Il n'y a pas à dire, j'ai toujours adoré les enfants. Ils sont l'incarnation de la tendresse. Les filles surtout, car elles gardent plus souvent les traits fins. Le visuel compte beaucoup quand on veut provoquer l'appétit, peu importe son sens...
Ce qui m'amuse également, c'est le côté espiègle de ces jeunes gens : ils n'agissent pas de manière réfléchie, du moins pas de suite. Tels de petits animaux, leur instinct les pousse à agir sur l'instant, pleurant la perte d'un jouet et s'émerveillant juste après du vol d'un papillon, frôlant leur joue. Les regarder agir de la sorte est divertissant. Et je me surprends à y prendre du plaisir, comme si je pouvais en tirer un quelconque enseignement.
Ce soir, je suis tranquillement installé sur ma chaise de bureau, dans le logis que j'habite depuis maintenant trois lunes, lorsque je sens une perturbation dans l'air, non loin de moi. Le vent, bien que faible, s'engouffre dans les vieux interstices de la cabane, m'amenant le parfum de mon jardin... Et une autre odeur, plus prononcée. En tendant l'oreille, je n'entends rien. Les sens en éveil, je me lève doucement et récupère sur la table un flacon contenant des fleurs séchées, couleur du sang. Tapi dans l'ombre, protégé par un pan de mur et l'armoire de la pièce d'à côté, j'observe ce qu'il se passe. Dans la principale, l'âtre éteint s'illumine lorsque la porte s'ouvre sans bruit. Une ombre se dessine sur le sol.
Celle que je prends pour une enfant est là, dans ma demeure, en train d'observer les alentours. Sa démarche m'interpelle : elle se tient debout, droite, mais il y a quelque chose dans son attitude de... bestial. Je ne saurai l'expliquer, mais tout chez elle me fait penser à un animal farouche, prenant repère de son espace. Je dis "elle", mais je ne vois pas son visage, caché par un masque rudimentaire. La peinture est grossière, mais pas dénuée de sens artistique. C'est assez étrange. J'en oublie presque que je suis caché. Alors qu'elle s'arrête enfin, devant l'âtre, je me déplace dans son dos, dénué de toute intention. A l'instar de mes jeunes pousses, je peux paraitre aussi insignifiant qu'un pétale volant dans les airs.

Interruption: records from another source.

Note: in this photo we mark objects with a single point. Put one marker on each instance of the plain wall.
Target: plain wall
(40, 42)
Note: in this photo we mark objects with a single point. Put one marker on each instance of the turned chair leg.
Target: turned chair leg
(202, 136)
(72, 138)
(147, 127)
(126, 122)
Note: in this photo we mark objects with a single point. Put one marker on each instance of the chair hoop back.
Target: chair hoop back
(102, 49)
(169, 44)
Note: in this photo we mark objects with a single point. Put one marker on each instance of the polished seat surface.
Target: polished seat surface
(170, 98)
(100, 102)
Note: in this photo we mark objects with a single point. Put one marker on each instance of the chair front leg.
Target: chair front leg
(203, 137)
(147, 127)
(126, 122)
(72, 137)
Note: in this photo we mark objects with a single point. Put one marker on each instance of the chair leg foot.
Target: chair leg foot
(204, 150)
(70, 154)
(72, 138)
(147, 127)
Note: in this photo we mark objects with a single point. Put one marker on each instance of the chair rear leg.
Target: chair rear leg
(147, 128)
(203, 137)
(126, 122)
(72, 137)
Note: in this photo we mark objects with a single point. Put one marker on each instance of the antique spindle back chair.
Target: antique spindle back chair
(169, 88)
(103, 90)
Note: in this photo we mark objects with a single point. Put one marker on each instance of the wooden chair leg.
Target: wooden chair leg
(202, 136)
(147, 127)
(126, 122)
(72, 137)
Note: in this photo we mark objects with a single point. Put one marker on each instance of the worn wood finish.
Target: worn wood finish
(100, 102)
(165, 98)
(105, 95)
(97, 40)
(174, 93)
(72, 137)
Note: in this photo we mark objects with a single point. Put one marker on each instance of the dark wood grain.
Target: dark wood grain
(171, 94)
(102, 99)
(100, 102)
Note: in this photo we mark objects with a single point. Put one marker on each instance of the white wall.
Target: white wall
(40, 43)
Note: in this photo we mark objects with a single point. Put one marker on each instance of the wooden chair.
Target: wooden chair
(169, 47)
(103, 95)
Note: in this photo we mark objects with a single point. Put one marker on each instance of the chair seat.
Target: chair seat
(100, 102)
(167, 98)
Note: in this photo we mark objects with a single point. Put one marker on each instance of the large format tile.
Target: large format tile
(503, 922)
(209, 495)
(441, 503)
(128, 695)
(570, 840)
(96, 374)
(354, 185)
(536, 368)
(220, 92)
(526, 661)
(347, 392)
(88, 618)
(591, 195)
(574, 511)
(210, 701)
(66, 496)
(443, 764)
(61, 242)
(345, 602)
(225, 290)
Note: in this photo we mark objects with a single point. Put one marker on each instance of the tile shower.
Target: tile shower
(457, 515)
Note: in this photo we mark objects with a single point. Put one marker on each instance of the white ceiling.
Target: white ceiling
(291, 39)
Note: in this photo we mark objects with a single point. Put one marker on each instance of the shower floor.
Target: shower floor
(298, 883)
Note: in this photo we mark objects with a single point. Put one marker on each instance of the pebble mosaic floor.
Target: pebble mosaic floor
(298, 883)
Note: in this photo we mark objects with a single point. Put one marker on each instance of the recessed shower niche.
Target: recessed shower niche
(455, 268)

Je ne suis qu'à cinq mètres d'elle, et je sais pourtant que je peux la tuer rien qu'en tendant la main. Mais avant cela :
- Que fais-tu donc ici, petit être ? L'instant suivant, je ne suis qu'à quelques centimètres de son visage. De mes yeux rubis, je scrute les pupilles que je devine derrière les orifices de son masque. Je joue de ma présence, la rendant plus impressionnante encore, assurant ma supériorité sur l'intrue, faible chose que l'on peut manger crue. Mais je préfère la méthode civilisée :
- Tu n'es pas du coin... Je ne t'ai jamais vue par ici. Es-tu seule ? Je remarque les deux poissons :
- As-tu faim ? Les habitudes ont la vie dure semble-t-il, car je pourrais la menacer, lui retirer cette façade d'un revers de la main, mais je préfère la rassurer, gagner sa confiance. Comme je le ferai avec n'importe quelle proie. Je ne suis pas un chasseur, j'endors les sens.
J'opte pour un regard plus doux. Je finis par m'éloigner calmement d'elle et m'asseoir près de la porte d'entrée, un sourire aux lèvres :
- N'aies pas peur de répondre. Je ne t'en veux pas vraiment d'être entrée chez moi. Rien ne laisse croire que quelqu'un vive ici, n'est-ce pas ? A part peut-être ce beau jardin. Je ne peux m'empêcher de lâcher un petit rire moqueur. Pas agressif, juste taquin.